Una ricerca condotta in Russia, ha dimostrato che impiantando un microchip nel cervello di ratti, li si può trasformare in cyborg operativi in grado di infiltrarsi nelle strutture più inespugnabili.
I ratti possiedono un elevato senso dell’olfatto, un’estrema agilità, e notevoli capacità natatorie, doti che li renderebbero il soldato perfetto per infiltrarsi nei luoghi in cui è difficile entrare e raccogliere informazioni per contrastare nuove azioni terroristiche. Inoltre, grazie al chip impiantato, i ratti vedono amplificate alcune loro caratteristiche, permettendo al “conduttore” del roditore potenziato di rilevare le più piccole tracce di sostanze che il topo naturalmente avrebbe ignorato.
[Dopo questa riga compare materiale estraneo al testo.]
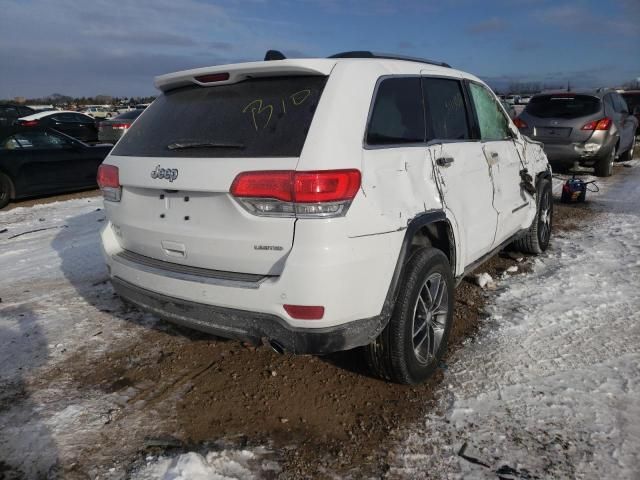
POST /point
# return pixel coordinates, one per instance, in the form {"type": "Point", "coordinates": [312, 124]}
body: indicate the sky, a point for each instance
{"type": "Point", "coordinates": [91, 47]}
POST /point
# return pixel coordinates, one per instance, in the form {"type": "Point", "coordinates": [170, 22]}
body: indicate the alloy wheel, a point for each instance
{"type": "Point", "coordinates": [429, 318]}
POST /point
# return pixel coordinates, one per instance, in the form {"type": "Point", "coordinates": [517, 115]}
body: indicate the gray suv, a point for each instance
{"type": "Point", "coordinates": [591, 128]}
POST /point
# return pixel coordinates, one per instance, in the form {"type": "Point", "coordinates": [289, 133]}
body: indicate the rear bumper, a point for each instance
{"type": "Point", "coordinates": [586, 153]}
{"type": "Point", "coordinates": [352, 285]}
{"type": "Point", "coordinates": [253, 327]}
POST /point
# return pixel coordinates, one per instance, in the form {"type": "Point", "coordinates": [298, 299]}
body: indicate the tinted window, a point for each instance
{"type": "Point", "coordinates": [78, 117]}
{"type": "Point", "coordinates": [608, 104]}
{"type": "Point", "coordinates": [445, 109]}
{"type": "Point", "coordinates": [33, 141]}
{"type": "Point", "coordinates": [130, 115]}
{"type": "Point", "coordinates": [491, 119]}
{"type": "Point", "coordinates": [398, 114]}
{"type": "Point", "coordinates": [632, 99]}
{"type": "Point", "coordinates": [619, 104]}
{"type": "Point", "coordinates": [267, 117]}
{"type": "Point", "coordinates": [563, 106]}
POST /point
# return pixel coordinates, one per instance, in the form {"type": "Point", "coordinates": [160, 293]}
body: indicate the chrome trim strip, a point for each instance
{"type": "Point", "coordinates": [188, 273]}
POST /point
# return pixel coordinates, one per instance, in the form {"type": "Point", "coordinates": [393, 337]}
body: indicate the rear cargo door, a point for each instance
{"type": "Point", "coordinates": [179, 159]}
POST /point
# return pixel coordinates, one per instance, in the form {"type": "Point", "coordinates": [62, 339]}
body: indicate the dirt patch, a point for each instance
{"type": "Point", "coordinates": [321, 414]}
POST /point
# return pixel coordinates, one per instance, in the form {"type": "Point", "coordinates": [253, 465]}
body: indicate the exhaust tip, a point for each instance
{"type": "Point", "coordinates": [276, 347]}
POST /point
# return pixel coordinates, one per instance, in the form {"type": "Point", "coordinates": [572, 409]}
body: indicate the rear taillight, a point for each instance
{"type": "Point", "coordinates": [323, 193]}
{"type": "Point", "coordinates": [109, 182]}
{"type": "Point", "coordinates": [518, 122]}
{"type": "Point", "coordinates": [602, 124]}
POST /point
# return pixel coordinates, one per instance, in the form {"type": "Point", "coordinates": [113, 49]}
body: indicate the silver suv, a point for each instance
{"type": "Point", "coordinates": [591, 128]}
{"type": "Point", "coordinates": [319, 205]}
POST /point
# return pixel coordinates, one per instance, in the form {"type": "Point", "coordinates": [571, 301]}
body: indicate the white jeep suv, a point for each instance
{"type": "Point", "coordinates": [320, 205]}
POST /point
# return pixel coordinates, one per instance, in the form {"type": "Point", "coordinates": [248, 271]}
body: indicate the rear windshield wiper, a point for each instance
{"type": "Point", "coordinates": [187, 145]}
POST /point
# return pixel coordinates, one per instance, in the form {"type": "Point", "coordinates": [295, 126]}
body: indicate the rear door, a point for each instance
{"type": "Point", "coordinates": [463, 176]}
{"type": "Point", "coordinates": [178, 161]}
{"type": "Point", "coordinates": [504, 161]}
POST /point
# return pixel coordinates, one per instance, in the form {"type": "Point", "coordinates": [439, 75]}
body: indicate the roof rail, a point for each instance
{"type": "Point", "coordinates": [390, 56]}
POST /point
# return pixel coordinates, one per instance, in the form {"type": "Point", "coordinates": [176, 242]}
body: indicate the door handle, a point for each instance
{"type": "Point", "coordinates": [444, 161]}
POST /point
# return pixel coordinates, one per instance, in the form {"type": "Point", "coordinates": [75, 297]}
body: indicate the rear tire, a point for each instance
{"type": "Point", "coordinates": [6, 190]}
{"type": "Point", "coordinates": [604, 167]}
{"type": "Point", "coordinates": [628, 155]}
{"type": "Point", "coordinates": [538, 236]}
{"type": "Point", "coordinates": [410, 347]}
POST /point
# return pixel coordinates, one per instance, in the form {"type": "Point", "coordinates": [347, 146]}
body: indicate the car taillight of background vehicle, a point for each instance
{"type": "Point", "coordinates": [519, 122]}
{"type": "Point", "coordinates": [286, 193]}
{"type": "Point", "coordinates": [602, 124]}
{"type": "Point", "coordinates": [109, 182]}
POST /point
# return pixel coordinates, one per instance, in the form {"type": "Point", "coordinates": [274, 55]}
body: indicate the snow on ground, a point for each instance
{"type": "Point", "coordinates": [550, 388]}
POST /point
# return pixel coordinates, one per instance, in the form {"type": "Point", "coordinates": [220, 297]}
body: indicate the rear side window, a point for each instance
{"type": "Point", "coordinates": [563, 106]}
{"type": "Point", "coordinates": [267, 117]}
{"type": "Point", "coordinates": [397, 115]}
{"type": "Point", "coordinates": [445, 109]}
{"type": "Point", "coordinates": [491, 119]}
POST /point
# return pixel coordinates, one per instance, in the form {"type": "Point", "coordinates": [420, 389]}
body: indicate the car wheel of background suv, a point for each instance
{"type": "Point", "coordinates": [537, 238]}
{"type": "Point", "coordinates": [6, 187]}
{"type": "Point", "coordinates": [410, 347]}
{"type": "Point", "coordinates": [604, 167]}
{"type": "Point", "coordinates": [628, 155]}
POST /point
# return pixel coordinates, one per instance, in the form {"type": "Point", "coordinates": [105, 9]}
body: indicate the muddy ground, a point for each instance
{"type": "Point", "coordinates": [320, 415]}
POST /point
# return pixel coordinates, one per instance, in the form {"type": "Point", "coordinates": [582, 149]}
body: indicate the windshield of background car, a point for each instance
{"type": "Point", "coordinates": [563, 106]}
{"type": "Point", "coordinates": [261, 117]}
{"type": "Point", "coordinates": [632, 99]}
{"type": "Point", "coordinates": [130, 115]}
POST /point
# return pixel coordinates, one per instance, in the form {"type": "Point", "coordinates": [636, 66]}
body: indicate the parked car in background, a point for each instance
{"type": "Point", "coordinates": [510, 109]}
{"type": "Point", "coordinates": [524, 99]}
{"type": "Point", "coordinates": [286, 202]}
{"type": "Point", "coordinates": [632, 97]}
{"type": "Point", "coordinates": [590, 127]}
{"type": "Point", "coordinates": [110, 131]}
{"type": "Point", "coordinates": [38, 161]}
{"type": "Point", "coordinates": [74, 124]}
{"type": "Point", "coordinates": [511, 99]}
{"type": "Point", "coordinates": [10, 112]}
{"type": "Point", "coordinates": [97, 111]}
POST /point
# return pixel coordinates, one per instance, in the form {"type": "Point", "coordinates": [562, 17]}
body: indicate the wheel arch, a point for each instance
{"type": "Point", "coordinates": [428, 229]}
{"type": "Point", "coordinates": [12, 184]}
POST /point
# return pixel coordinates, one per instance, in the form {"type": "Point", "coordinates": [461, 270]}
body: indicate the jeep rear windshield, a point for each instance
{"type": "Point", "coordinates": [266, 117]}
{"type": "Point", "coordinates": [563, 106]}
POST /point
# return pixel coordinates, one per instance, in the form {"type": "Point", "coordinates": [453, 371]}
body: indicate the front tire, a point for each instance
{"type": "Point", "coordinates": [537, 238]}
{"type": "Point", "coordinates": [6, 190]}
{"type": "Point", "coordinates": [410, 347]}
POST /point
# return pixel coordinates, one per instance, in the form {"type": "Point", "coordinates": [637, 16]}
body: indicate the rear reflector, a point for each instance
{"type": "Point", "coordinates": [304, 312]}
{"type": "Point", "coordinates": [214, 77]}
{"type": "Point", "coordinates": [520, 123]}
{"type": "Point", "coordinates": [109, 182]}
{"type": "Point", "coordinates": [323, 193]}
{"type": "Point", "coordinates": [602, 124]}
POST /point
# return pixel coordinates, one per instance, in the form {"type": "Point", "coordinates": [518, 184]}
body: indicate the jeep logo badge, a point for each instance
{"type": "Point", "coordinates": [167, 173]}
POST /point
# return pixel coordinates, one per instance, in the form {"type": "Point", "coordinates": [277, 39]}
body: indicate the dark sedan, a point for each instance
{"type": "Point", "coordinates": [76, 125]}
{"type": "Point", "coordinates": [36, 161]}
{"type": "Point", "coordinates": [110, 131]}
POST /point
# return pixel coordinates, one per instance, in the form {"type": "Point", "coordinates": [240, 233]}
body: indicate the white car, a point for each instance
{"type": "Point", "coordinates": [319, 205]}
{"type": "Point", "coordinates": [97, 112]}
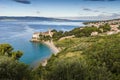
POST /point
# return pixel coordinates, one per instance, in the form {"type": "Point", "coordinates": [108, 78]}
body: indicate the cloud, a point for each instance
{"type": "Point", "coordinates": [23, 1]}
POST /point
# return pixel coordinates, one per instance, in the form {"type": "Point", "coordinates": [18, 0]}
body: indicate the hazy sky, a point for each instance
{"type": "Point", "coordinates": [60, 8]}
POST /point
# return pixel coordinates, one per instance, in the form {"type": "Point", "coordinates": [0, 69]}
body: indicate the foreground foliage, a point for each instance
{"type": "Point", "coordinates": [86, 58]}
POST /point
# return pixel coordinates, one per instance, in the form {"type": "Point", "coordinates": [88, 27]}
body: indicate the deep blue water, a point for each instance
{"type": "Point", "coordinates": [18, 34]}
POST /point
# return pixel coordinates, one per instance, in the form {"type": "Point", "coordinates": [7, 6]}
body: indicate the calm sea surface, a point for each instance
{"type": "Point", "coordinates": [18, 34]}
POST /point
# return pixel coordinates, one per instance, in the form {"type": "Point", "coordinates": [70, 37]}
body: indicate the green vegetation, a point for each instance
{"type": "Point", "coordinates": [10, 67]}
{"type": "Point", "coordinates": [81, 58]}
{"type": "Point", "coordinates": [85, 58]}
{"type": "Point", "coordinates": [7, 50]}
{"type": "Point", "coordinates": [80, 32]}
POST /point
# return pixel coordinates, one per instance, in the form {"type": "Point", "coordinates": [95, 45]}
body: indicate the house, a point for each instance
{"type": "Point", "coordinates": [94, 33]}
{"type": "Point", "coordinates": [36, 35]}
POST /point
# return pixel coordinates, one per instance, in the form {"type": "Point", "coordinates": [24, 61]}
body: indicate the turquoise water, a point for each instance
{"type": "Point", "coordinates": [19, 33]}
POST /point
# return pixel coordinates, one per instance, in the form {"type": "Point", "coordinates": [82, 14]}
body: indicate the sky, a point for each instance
{"type": "Point", "coordinates": [61, 8]}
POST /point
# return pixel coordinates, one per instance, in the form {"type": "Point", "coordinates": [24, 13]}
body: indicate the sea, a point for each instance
{"type": "Point", "coordinates": [19, 33]}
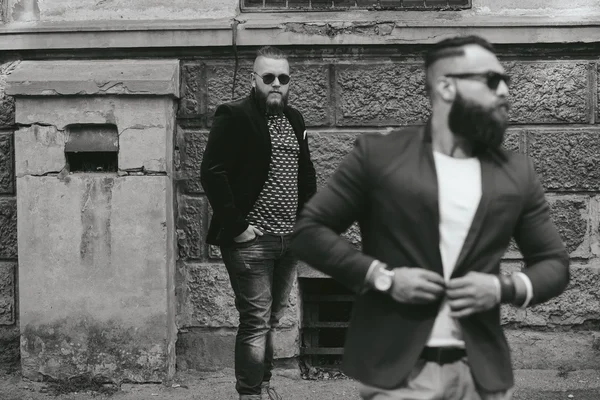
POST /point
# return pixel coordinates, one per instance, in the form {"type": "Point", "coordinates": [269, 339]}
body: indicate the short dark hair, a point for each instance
{"type": "Point", "coordinates": [453, 47]}
{"type": "Point", "coordinates": [271, 52]}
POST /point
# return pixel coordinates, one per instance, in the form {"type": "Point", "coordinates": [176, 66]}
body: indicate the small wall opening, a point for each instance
{"type": "Point", "coordinates": [327, 306]}
{"type": "Point", "coordinates": [92, 148]}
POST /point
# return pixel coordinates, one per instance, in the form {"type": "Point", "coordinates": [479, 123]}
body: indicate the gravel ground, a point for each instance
{"type": "Point", "coordinates": [530, 385]}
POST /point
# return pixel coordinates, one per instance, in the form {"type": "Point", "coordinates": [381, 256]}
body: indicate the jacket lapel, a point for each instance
{"type": "Point", "coordinates": [431, 199]}
{"type": "Point", "coordinates": [259, 120]}
{"type": "Point", "coordinates": [487, 193]}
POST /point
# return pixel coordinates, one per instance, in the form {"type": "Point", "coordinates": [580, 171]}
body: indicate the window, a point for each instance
{"type": "Point", "coordinates": [323, 5]}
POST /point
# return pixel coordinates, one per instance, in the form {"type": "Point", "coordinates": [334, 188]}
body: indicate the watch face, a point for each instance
{"type": "Point", "coordinates": [383, 282]}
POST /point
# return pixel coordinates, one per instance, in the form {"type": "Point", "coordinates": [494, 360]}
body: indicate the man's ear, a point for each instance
{"type": "Point", "coordinates": [446, 88]}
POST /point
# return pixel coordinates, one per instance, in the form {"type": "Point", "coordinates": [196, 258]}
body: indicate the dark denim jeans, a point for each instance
{"type": "Point", "coordinates": [262, 273]}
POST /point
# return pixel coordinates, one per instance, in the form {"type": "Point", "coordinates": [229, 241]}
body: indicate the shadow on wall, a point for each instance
{"type": "Point", "coordinates": [25, 11]}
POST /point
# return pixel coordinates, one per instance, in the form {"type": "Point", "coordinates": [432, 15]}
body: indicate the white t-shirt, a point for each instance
{"type": "Point", "coordinates": [459, 192]}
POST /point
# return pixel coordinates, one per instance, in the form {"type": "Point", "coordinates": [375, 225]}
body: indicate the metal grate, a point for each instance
{"type": "Point", "coordinates": [322, 5]}
{"type": "Point", "coordinates": [327, 306]}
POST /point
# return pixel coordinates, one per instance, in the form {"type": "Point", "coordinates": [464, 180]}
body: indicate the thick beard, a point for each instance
{"type": "Point", "coordinates": [273, 106]}
{"type": "Point", "coordinates": [477, 125]}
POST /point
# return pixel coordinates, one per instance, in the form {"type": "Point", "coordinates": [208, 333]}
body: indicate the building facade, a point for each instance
{"type": "Point", "coordinates": [103, 267]}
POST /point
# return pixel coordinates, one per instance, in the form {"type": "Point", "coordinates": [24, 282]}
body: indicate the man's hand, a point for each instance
{"type": "Point", "coordinates": [472, 293]}
{"type": "Point", "coordinates": [416, 286]}
{"type": "Point", "coordinates": [249, 234]}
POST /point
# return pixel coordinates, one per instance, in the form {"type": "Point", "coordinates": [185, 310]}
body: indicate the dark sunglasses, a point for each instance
{"type": "Point", "coordinates": [270, 78]}
{"type": "Point", "coordinates": [491, 79]}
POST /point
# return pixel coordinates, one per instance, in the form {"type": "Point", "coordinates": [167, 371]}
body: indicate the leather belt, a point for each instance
{"type": "Point", "coordinates": [443, 355]}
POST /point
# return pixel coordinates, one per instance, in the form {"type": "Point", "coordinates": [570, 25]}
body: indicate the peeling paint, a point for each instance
{"type": "Point", "coordinates": [376, 28]}
{"type": "Point", "coordinates": [109, 350]}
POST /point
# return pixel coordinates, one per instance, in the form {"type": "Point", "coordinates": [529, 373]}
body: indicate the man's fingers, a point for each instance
{"type": "Point", "coordinates": [432, 277]}
{"type": "Point", "coordinates": [460, 292]}
{"type": "Point", "coordinates": [458, 283]}
{"type": "Point", "coordinates": [430, 287]}
{"type": "Point", "coordinates": [465, 312]}
{"type": "Point", "coordinates": [460, 304]}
L’obiettivo primario degli scienziati russi è quello di stabilire una connessione tra gli impulsi cerebrali di un ratto ed gli odori che l’animale percepisce. Ci vorrà ancora molto tempo per i ratti siano ufficialmente (o non ufficialmente) schierati nella lotta al terrorismo, soprattutto perché il microchip deve ancora essere perfezionato. Inoltre, gli scienziati dovranno anche fare in modo che i segnali elettrici inviati al cervello dei ratti siano controllati per evitare uno shock elettrico che potrebbe uccidere gli animali.
Altro ostacolo è la naturale durata della vita di questi animali: ci vogliono circa due o tre mesi per addestrarli, mentre l’aspettativa di vita di un roditore supera appena un anno. Gli scienziati russi starebbero stanno cercando di ridurre drasticamente il tempo di addestramento degli animali, insieme al perfezionamento del microchip necessario per renderli vere spie.